Because of the funding levels and the riders, most Democrats opposed the bill; it passed 231-196. The White House threatened to veto the bill earlier this week, and environmental groups encouraged members to vote against it.
 
The bill will “impact the [EPA's] ability to protect human health and the health of our environment and to ensure clean air and clean water for our  families and future generations,” said Rep. Betty McCollum (D-Minn.). 
 
Democrats also hit the bill for reducing clean water funding and endangered species provisions, though both sides spoke highly of funding levels for Native American programming and the National Parks components of the bill.
 
The House hasn’t approved an Interior and EPA spending bill in years. Republicans brought it up last summer and were anticipating passage, but leadership pulled it before the vote to avoid a floor fight over the display of the Confederate flag at national cemeteries. 
 
This year, the bill came up under a rule limiting amendments to it.

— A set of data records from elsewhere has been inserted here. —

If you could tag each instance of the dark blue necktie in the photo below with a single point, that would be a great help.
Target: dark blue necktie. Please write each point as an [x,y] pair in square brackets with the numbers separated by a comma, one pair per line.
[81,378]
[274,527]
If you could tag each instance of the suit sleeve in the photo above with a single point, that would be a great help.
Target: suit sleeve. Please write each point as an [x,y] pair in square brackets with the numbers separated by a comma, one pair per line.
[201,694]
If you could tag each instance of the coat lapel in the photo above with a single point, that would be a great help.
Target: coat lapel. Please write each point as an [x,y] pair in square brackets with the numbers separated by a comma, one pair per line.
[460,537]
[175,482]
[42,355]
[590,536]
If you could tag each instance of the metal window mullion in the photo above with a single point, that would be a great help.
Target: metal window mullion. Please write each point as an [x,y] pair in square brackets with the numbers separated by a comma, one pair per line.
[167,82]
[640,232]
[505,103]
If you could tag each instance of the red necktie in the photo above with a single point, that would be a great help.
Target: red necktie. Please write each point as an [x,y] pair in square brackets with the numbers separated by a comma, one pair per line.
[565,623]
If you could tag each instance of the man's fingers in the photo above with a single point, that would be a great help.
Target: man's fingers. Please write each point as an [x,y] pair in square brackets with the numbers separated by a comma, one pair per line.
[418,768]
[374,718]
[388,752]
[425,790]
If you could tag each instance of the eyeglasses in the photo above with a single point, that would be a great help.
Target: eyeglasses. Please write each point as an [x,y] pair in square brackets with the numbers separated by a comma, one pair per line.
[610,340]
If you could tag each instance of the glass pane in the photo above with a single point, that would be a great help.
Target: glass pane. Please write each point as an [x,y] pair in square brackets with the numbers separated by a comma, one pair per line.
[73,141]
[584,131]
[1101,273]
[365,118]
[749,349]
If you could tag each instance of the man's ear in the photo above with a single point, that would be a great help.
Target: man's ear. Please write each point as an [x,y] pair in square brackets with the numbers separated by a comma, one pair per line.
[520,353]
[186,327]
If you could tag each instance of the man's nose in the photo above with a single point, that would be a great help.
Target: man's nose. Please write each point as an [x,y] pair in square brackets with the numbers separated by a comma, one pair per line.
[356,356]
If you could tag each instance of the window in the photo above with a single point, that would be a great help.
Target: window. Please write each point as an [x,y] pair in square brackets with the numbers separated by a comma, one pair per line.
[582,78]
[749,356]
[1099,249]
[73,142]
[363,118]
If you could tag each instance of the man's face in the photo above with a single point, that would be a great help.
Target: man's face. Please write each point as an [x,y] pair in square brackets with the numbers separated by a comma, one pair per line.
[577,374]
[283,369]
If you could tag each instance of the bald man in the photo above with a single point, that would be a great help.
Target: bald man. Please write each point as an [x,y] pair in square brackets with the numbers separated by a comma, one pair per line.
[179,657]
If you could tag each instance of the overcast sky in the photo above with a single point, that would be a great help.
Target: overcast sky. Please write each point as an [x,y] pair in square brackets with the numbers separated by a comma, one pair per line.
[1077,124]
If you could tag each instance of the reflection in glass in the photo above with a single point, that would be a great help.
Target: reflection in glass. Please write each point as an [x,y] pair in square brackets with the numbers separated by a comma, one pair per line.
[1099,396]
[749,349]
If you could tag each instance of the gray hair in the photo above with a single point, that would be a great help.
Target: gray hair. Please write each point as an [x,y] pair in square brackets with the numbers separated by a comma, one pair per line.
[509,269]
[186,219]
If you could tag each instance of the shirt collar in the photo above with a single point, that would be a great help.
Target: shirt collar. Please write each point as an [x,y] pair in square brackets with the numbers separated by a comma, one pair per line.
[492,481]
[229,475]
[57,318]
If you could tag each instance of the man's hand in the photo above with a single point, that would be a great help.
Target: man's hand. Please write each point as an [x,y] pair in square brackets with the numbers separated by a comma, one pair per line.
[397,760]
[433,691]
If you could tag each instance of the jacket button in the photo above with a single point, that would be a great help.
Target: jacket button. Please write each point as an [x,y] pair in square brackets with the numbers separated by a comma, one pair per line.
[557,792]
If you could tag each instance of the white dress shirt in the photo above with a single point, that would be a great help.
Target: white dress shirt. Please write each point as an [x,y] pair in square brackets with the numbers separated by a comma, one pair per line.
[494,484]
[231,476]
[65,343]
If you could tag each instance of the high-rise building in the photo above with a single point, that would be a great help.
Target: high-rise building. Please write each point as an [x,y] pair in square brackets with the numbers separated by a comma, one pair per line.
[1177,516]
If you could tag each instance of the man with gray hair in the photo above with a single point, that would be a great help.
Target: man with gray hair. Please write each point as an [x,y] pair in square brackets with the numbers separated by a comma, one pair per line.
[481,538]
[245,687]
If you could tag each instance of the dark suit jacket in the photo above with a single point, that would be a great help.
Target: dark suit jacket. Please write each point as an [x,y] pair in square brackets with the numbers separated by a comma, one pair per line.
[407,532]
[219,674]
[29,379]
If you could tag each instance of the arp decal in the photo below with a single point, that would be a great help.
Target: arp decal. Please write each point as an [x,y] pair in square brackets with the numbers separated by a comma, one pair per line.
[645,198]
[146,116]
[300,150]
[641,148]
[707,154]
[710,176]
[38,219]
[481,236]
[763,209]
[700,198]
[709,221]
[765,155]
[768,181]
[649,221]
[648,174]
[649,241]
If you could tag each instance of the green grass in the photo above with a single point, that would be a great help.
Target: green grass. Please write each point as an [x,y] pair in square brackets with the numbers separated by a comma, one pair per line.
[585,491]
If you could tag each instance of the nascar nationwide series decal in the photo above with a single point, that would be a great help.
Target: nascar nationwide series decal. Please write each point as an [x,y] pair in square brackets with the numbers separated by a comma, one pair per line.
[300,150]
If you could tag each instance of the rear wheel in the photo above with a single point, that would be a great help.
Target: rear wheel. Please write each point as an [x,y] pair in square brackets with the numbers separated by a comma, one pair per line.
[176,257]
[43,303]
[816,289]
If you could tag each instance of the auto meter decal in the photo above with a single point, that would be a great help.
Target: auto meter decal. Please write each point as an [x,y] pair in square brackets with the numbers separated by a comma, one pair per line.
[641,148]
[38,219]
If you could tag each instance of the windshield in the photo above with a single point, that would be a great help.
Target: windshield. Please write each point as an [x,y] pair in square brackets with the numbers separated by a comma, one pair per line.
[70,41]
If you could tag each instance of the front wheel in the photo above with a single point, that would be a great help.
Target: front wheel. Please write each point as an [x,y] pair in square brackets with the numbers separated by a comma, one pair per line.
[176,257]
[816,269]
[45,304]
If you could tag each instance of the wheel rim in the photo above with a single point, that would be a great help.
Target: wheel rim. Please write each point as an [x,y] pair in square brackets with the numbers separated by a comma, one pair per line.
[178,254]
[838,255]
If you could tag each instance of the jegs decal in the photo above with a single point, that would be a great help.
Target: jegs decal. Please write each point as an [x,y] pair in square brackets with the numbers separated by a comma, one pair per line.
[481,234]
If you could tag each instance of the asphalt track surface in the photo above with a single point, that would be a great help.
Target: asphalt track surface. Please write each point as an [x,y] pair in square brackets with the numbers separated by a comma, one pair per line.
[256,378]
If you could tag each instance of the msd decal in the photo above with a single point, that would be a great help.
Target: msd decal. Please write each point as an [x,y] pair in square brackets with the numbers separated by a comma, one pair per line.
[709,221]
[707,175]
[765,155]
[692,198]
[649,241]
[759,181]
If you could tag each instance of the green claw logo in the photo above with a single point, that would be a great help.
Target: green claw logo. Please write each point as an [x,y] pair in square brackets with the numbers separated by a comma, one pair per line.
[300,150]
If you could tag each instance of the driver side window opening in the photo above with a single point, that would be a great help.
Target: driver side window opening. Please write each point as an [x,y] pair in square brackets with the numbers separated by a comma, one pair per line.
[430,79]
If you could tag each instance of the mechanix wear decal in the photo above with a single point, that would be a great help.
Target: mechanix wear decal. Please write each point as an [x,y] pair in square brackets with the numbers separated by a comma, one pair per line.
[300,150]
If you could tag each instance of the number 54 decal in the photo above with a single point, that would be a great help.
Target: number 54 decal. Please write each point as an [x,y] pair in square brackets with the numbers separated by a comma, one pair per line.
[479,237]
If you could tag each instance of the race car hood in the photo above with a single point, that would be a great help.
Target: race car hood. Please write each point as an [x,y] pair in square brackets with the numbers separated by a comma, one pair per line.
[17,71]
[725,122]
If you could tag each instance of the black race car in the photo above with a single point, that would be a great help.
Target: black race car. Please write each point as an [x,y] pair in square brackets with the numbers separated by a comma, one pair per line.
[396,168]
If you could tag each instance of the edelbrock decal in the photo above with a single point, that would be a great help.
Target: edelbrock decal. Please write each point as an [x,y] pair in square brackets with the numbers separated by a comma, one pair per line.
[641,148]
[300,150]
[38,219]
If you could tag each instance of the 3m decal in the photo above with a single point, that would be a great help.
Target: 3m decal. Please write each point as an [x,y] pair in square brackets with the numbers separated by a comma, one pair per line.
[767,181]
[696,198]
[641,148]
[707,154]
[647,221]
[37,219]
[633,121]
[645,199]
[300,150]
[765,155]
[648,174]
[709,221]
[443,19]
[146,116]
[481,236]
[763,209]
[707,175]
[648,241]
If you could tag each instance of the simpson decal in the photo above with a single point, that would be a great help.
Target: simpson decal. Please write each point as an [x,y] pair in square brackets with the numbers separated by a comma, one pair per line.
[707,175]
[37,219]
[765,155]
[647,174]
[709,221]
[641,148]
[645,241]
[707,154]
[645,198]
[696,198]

The House voted down on Thursday Democratic amendments to undo some of the policy riders, but it also defeated Republican measures to further cut the EPA’s budget and undo other environmental rules. 
 
Members adopted a measure to fund water testing in Flint, Mich., and forgive some of the city’s loans as it recovers from a drinking water crisis. A Republican also withdrew his amendment to block EPA officials from traveling by plane for official business. 
 
The House passed the bill on the last day before its seven-week recess and the start of summer and fall campaigning season. That, combined with long-standing differences on environmental policy between Republicans and Democrats, makes it highly unlikely Congress will pass a final Interior and EPA spending bill this year.